Pocas personas (por no decir ninguna) pueden decir que disfrutaran la primera vez que dieron su primer trago de cerveza. Es un hecho más que claro que su sabor amargo resulta desagradable en un inicio, aunque aquellos que deciden persistir en el intento a menudo terminen volviéndose verdaderos amantes de esta espumosa bebida. ¿La razón? Evolución y genética, dos de los dos grandes pilares que nos definen como seres humanos independientes y, en este caso, con gustos bastante peculiares.
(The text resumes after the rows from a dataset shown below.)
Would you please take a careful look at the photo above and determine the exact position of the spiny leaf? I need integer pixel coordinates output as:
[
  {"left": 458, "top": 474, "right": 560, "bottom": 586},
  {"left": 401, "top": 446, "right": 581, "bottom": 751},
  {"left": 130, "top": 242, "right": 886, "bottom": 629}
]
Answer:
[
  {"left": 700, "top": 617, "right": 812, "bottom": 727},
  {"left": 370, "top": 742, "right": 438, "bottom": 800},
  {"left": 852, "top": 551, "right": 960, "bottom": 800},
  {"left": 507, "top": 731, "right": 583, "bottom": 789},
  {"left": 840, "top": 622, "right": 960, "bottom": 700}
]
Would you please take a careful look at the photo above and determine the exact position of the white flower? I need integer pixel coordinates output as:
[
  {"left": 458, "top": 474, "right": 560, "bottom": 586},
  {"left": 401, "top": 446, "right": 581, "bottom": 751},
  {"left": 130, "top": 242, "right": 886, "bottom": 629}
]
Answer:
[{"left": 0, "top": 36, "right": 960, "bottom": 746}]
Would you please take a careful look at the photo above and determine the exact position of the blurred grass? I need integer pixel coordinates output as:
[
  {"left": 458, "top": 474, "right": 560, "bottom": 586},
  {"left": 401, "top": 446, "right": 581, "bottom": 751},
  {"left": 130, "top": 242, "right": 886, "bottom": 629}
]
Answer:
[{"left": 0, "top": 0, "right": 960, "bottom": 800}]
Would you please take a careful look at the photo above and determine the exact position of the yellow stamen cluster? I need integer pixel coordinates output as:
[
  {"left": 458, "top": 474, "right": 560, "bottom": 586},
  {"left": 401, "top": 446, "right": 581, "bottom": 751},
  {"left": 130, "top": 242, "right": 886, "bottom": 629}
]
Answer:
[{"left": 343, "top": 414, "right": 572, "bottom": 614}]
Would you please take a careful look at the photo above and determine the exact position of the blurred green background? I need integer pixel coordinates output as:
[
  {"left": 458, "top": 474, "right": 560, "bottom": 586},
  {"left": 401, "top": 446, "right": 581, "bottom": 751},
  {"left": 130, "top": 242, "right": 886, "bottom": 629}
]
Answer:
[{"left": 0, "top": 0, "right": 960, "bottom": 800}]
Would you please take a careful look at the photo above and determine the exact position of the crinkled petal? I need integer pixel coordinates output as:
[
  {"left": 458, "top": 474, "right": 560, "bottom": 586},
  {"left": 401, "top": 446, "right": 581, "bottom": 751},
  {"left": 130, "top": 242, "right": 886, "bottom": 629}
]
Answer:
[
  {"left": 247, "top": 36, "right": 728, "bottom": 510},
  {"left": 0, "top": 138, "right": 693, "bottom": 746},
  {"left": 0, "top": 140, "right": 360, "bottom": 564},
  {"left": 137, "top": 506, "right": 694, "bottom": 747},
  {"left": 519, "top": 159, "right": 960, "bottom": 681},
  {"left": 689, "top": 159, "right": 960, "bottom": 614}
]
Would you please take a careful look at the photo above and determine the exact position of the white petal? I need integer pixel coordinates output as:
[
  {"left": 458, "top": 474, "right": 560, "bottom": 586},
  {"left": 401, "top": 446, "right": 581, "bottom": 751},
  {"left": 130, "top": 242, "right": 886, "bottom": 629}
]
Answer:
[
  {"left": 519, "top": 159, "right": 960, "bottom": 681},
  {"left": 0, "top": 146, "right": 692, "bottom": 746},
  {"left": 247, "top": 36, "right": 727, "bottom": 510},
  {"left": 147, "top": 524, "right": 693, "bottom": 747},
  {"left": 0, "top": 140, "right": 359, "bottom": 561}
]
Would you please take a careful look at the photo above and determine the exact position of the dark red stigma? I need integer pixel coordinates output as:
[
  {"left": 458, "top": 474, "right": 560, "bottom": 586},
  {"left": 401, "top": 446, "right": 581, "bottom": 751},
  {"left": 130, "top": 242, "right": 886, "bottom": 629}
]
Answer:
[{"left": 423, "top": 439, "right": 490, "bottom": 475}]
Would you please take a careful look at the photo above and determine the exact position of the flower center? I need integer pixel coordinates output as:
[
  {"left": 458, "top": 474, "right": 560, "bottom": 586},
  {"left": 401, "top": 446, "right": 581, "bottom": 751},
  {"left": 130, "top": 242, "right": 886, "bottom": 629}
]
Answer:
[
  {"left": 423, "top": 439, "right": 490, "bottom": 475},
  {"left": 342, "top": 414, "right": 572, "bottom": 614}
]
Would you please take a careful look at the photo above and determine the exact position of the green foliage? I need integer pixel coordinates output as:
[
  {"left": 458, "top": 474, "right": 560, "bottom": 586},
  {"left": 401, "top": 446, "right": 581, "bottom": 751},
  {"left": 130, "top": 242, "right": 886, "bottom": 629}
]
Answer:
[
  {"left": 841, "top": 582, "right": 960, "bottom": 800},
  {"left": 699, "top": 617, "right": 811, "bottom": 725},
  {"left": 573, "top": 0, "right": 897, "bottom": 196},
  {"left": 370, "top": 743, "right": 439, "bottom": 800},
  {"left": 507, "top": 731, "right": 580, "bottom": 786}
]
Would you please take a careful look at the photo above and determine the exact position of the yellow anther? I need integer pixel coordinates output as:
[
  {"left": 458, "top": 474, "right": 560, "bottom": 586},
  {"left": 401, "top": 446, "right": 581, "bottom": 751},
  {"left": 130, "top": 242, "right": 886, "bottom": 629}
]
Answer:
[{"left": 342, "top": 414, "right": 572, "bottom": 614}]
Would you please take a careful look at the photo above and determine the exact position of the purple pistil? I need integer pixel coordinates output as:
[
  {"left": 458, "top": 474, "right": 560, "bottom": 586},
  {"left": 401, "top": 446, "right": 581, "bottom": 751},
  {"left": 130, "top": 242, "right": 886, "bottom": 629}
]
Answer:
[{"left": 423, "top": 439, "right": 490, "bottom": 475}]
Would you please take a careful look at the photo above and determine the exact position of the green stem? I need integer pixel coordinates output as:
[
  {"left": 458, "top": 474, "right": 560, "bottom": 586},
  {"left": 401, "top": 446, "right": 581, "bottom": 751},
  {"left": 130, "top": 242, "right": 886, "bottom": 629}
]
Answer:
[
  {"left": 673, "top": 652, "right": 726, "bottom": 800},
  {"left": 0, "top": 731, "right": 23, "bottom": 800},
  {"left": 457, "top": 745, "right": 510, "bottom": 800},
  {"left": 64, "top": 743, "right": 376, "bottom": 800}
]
La inmensa mayoría de sustancias tóxicas conocidas tienen un sabor amargo. Por eso, un gran número de seres vivos han evolucionado para que este sabor les cause repulsión, eliminando la posibilidad de ingerir totalmente el veneno. Aunque la cerveza no es venenosa -más allá de los efectos perjudiciales del alcohol-, uno de sus componentes principales es el lúpulo, una planta de la familia de las cannabáceas que presenta un característico sabor amargo.

Los seres humanos estamos especialmente bien dotados para detectar este sabor, gracias a la presencia de 25 receptores de la familia TAS2R. Por este motivo, la primera reacción al saborear la cerveza es una aversión que invita a pedir otra bebida.

Cuestión de tiempo

La primera sensación es un factor común a prácticamente todos los seres humanos. Sin embargo, después de ese momento la reacción entre diferentes individuos cambia bastante. Y es que, mientras que muchos son incapaces de tomar una entera por muchos intentos que hagan a lo largo de su vida, otros se vuelven poco a poco más receptivos, llegando a disfrutar verdaderamente bebiéndola.

La razón, como en tantos otros casos, está en los genes. De hecho, según un estudio publicado en 2017 en Scientific Reports, uno de estos 25 receptores presenta 17 variantes genéticas diferentes, que pueden generar reacciones muy distintas al contacto con sustancias amargas.

Concretamente una de estas variaciones, conocidas como polimorfismos, genera en quién la tiene una sensibilidad mucho menor a los glucósidos, que son precisamente las moléculas que le confieren al lúpulo su sabor amargo. Además, esta variante también se relaciona con la dependencia del alcohol, por lo que se podría retroalimentar la persistencia de algunas personas a la hora de consumir la cerveza.

Precisamente, el alcohol sería también el responsable de que poco a poco algunos individuos pasen de odiar la cerveza a disfrutarla, ya que, en mayor o menor medida, el alcohol genera una sensación de placer que conlleva que muchas personas disfruten consumiéndolo y, en el peor de los casos, incluso se vuelvan adictas. Además, después de que las primeras veces su ingesta no cause ningún daño, más allá de una posible resaca, se deja de asociar su sabor con algo potencialmente peligroso.

También se puede disimular

Nuestro cerebro no es tonto, pero a veces se puede engañar un poco. Por eso, hay quién consume la cerveza junto a otros alimentos muy dulces o salados, de modo que estos sabores camuflen en cierto modo su amargor. Esto se hace también con otras bebidas, como el tequila, que suele consumirse junto a un poco de sal y limón.

Ni qué decir tiene que no hay por qué recurrir a estas sustancias; pues, si bien la cerveza no es un veneno mortal, el alcohol que contiene nos puede causar efectos muy perjudiciales a largo plazo. Siempre la opción más sana será no consumir nada de alcohol; pero si lo hacemos, ya sabemos por qué en el caso de la cerveza se necesita todo un proceso de aprendizaje para lograrlo.